We are living in extraordinary times – there is no Old and New Economy. It is all new and everything is being transformed. We are moving to a whole new chapter in the book of mankind and it will be disruptive.

 

the api economy

We know that in time of fundamental disruptions, the incumbents will fade and new players will rise. Five US companies, Apple, Alphabet, Amazon, Facebook, Microsoft, are among the top ten US companies by market capitalisation and are less than 40 years old and competing for the trophy of the 1st trillion dollar company ($1,000 billion). Three Chinese companies, Baidu, Alibaba and Tencent (BAT) are catching up with lightning speed in the same league.

Are these global players, leveraging their platforms in search, social media and eCommerce, going to take over one-by-one all significant sectors of our economy and social life? Maybe, maybe not. It will depend on whether we let that happen or whether strong political and regulatory intervention will keep our world open for innovation and competition.   

Open data and customers’ sovereignty over their data, open Application Programming Interfaces (API) and sharing digital identity (KYC) sound like another set of buzz words and ideas, but they are the remedies that our countries need to open up markets so that the best ideas can win and our economies can grow; so that new entrants can challenge the established players; and so that citizens and consumers have choice.

Dominant private global platforms versus competitive open API economies affect all areas of a modern economy such as mobility, health, energy, banking. Innovative banking is one of the key drivers for prosperity yet with the market currently being dominated by big banks, there is little room for competitive tension to encourage innovators to enter the banking sector and for new entrants to scale up to a size that makes a difference unless they are big global data aggregators taking over banking.  

As long as we believe in the ultimate right of citizens and the primacy of politics, there is an alternative in the form of the API economy, a framework for the digital century where Government, regulators and antitrust authorities maintain access and a level playing field that enables and protects innovation and competition.

AGGRESSIVE ENTREPRENEURSHIP

To flourish, the API economy needs an aggressive entrepreneurial culture, rewarding risk and embracing competition. Failure should not be mocked as a weakness, but accepted as a possible stepping-stone on the way to success.

The way forward is to develop an ecosystem of progressive start-ups and then scale-ups, working collaboratively to provide consumers and businesses with a “better deal”.

Entrepreneurship encouraged and enabled in an open API economy will empower customers to choose best-of-breed solutions and to constantly refresh their technology stack, unhampered by switching barriers, integration frictions and lock-ins.

We need to change our mindset dramatically. Those countries that will not create the open API economy will be colonialised by the new digital data giants. Those organisations unwilling to open up to collaboration and competition and unwilling to provide the efficiency and convenience customers now expect will become the dinosaurs of tomorrow.

 

social experimentation

While we are seeing more and more of the younger generations taking destiny into their own hands and trying to give their ideas a go, we also observe the degrading social realities and political dysfunctions in our ageing liberal societies. The benefits of globalisation and automations have gone to the few. Many have been left with angst for what the future may hold.
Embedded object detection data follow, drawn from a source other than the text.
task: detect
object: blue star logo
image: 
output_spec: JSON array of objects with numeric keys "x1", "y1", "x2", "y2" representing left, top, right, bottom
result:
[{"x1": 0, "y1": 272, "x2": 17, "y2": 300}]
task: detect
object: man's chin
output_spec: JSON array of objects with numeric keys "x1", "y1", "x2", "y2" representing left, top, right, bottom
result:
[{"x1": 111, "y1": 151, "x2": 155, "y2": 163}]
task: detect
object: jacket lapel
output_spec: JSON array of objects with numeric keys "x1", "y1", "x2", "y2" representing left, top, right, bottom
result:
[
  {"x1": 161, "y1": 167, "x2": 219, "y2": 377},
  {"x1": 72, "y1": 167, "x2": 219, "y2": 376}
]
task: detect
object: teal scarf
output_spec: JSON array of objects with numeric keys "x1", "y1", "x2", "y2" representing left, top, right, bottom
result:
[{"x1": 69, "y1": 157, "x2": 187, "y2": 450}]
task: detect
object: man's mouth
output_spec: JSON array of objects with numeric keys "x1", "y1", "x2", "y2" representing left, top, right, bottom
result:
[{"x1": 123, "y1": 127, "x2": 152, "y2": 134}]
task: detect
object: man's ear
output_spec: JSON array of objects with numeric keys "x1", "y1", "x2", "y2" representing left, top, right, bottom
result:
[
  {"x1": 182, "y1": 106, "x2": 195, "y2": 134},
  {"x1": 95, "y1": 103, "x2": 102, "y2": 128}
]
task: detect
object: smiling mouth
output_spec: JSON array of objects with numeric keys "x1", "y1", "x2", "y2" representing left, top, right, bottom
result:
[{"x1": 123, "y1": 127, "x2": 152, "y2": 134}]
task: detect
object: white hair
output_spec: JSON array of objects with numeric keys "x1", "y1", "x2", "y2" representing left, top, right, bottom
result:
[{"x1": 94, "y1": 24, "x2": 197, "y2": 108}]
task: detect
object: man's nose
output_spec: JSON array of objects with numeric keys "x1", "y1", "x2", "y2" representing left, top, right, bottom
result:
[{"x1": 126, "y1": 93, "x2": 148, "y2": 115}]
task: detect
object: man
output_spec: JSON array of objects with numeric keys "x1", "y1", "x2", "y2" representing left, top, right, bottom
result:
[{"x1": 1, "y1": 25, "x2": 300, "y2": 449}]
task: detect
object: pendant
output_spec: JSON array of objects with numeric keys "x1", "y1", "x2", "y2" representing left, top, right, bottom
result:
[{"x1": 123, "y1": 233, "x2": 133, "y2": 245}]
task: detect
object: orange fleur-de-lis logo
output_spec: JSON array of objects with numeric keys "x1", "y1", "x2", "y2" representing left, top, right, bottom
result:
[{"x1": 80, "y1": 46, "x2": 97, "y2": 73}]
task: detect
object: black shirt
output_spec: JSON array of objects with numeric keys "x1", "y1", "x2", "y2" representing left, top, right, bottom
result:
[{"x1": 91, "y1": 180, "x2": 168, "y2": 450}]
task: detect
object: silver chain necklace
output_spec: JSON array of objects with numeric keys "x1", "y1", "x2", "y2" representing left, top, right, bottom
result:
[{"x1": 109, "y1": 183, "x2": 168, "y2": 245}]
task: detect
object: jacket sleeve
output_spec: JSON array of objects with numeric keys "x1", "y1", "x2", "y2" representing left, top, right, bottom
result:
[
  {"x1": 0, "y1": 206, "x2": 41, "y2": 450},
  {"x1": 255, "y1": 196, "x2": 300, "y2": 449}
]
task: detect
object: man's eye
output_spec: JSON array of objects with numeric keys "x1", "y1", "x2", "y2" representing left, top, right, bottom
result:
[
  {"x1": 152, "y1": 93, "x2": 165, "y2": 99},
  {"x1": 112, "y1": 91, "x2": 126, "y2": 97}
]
We see the upheavals spreading, the unthinkable becoming reality. It is scary.

At the turn of the millennium we had this feeling of liberation spreading. Our slogan was, "Everyone is an entrepreneur, if he lets himself." The Personal Computer and the Internet freed people from the constraint of the central world of computers and gave them the world of knowledge at a fingertip. But much more important: the entrepreneurial culture allowed people to shape their work environment independently, to provide the service to the customer and to unfold their talents. We felt like departing into a more human world.

But with hindsight, we have made so little progress out of the liberation area. A lot of new things have emerged, but overall, our generation failed. Our misunderstanding was that we thought the few winners could take everything, go with impunity without taking the other fellow citizens with them. The result is that our knowledge-based and liberal society is existentially threatened. Our present misunderstanding is not to see and to look for fault with us, but with the "disgraceful" populists.

I continue to believe in the unlimited human possibilities of using the gift of exploding knowledge to overcome the scourges of mankind like hunger, disease, illiteracy, lack of freedom. But we will only have our peace when our best and brightest will now begin to rethink and experiment with our values, welfare systems and social communication. We need an awakening. We need experimentation with new social ideas and social break-throughs that will deliver that more ‘human’ world. 

It is all about thinking differently, embracing change and grasping the opportunities presented by the digital economy and society.